India’s deadly cities creating equally deadly work/life scenarios

Ajit Biswas and Kris Hartley of NUS have a piece. Despite all talks, we are still not realizing who grave the overall situation is becoming. It has perhaps moved beyond crisis stage and is just looking at imploding. Cities like Bangalore which had plenty of lakes long ago have either lakes drying or just become pollution graveyards. The lakes have foams instead of water.

Earlier growth/development in the country was about India vs Bharat with former growing over the latter. Now even the India part is just crumbling at an alarming place. With all focus on fancier things of life, the basics are just ignored.

So what does the duo say?

…..Most projections have India’s population exceeding that of China by 2022. Indeed, over the next 35 years, India is expected to add more than 400 million urban residents (more than the entire population of the United States), while China will add just 292 million. For the first time, the majority of Indians will be living in cities – a significant transformation for a country whose rural population currently constitutes two-thirds of the total.

India’s two largest urban centers – Delhi and Mumbai – are often described as emerging global megacities. Delhi is already the world’s second most populous city, and it is expected to close the gap with Tokyo, the world’s largest city, almost entirely by 2030.

When population growth on this scale is combined with rapid urbanization, the associated environmental and social impacts become a formidable policy challenge. In 2014, the World Health Organization (WHO) determined that Delhi has the world’s worst air quality (based on concentration of fine particulate matter), with Indian cities occupying the top four spots and 13 of the top 18.

China has been frequently – and often justifiably – criticized for poor environmental policies.

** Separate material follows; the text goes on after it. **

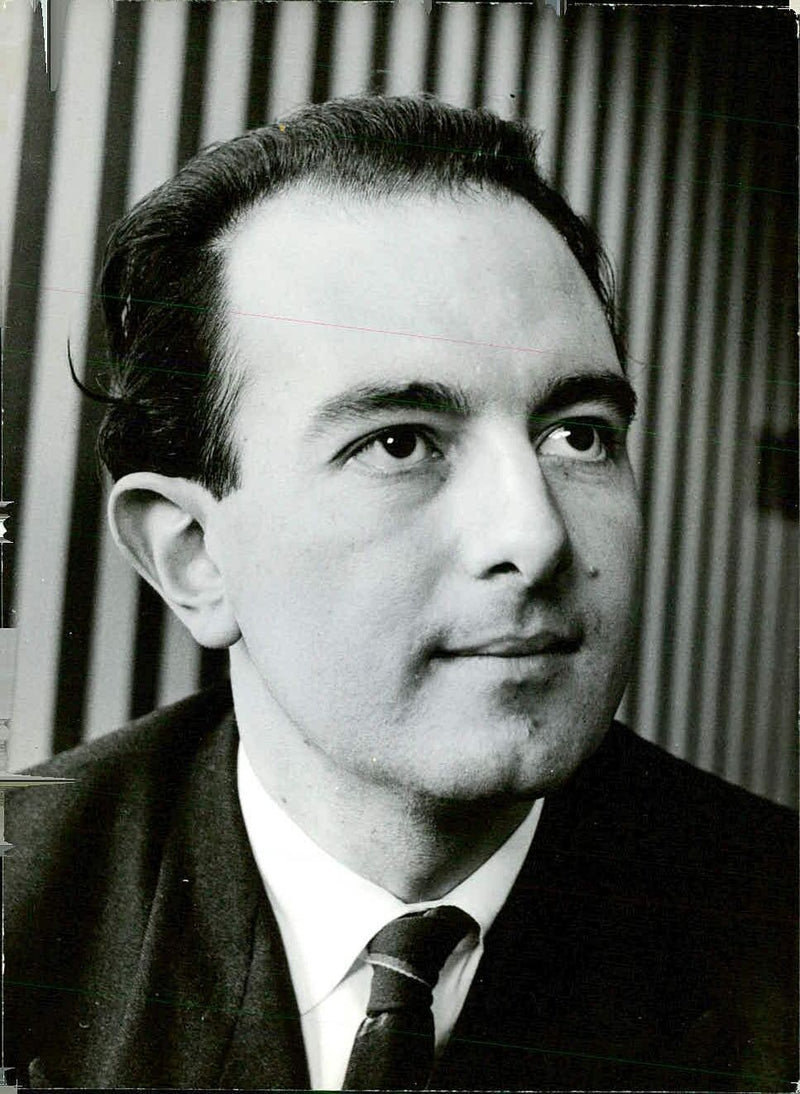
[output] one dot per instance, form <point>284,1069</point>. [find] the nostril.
<point>503,568</point>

But, according to McKinsey, China has been more proactive than India in planning for rapid urbanization, demonstrating that it has the capacity and the resources to address environmental challenges. In new cities across the country, urban plans already take into account such concerns, with riparian greenways and urban nature reserves complementing infrastructure projects that have environmental benefits (for example, extensive mass-transit networks).

By contrast, India’s cities have grown haphazardly, with little consideration of the functioning of urban systems as a whole. The country’s urban areas often lack adequate regional transport networks, for example. Large swaths of informal settlements have emerged in vacant inner-city districts and suburban peripheries, compromising environmental conditions, public health, and personal safety. Land-use patterns interweave industrial and residential districts, exposing vulnerable (and growing) populations to a host of negative spillover effects.

The differences between urban development in China and India are clear not only in the substance of policy, but also in the two countries’ governance styles. China’s leaders are placing heavy emphasis on pollution control. In advance of the 2022 Winter Olympics in Beijing, the authorities are pushing for a regionally integrated plan to balance economic growth with environmental management, including the greening of manufacturing processes and the elimination of “excess capacity” in energy production.

Bangalore and other cities do not feature in discussions still which is itself a puzzle. India’s original smart city is just devoid of basics and slipping everyday.

Usually municipality elections are the time most cities start looking clean but here things are just getting worse. Ditches are being dug and all garbage is just placed on the roadside. The pedestrian who risked his life by walking on the sides now does not even have that option.

I mean take the case of widespread dengue and other insect related diseases spreading so rampantly across cities. One can keep taking out ads to keep our surroundings clean but with such wide mismanagement, what can any one do?

There was a time when most of Indian leaders kept quiet despite some achievements. Now we just blow our trumpet so much with complete disconnect from reality.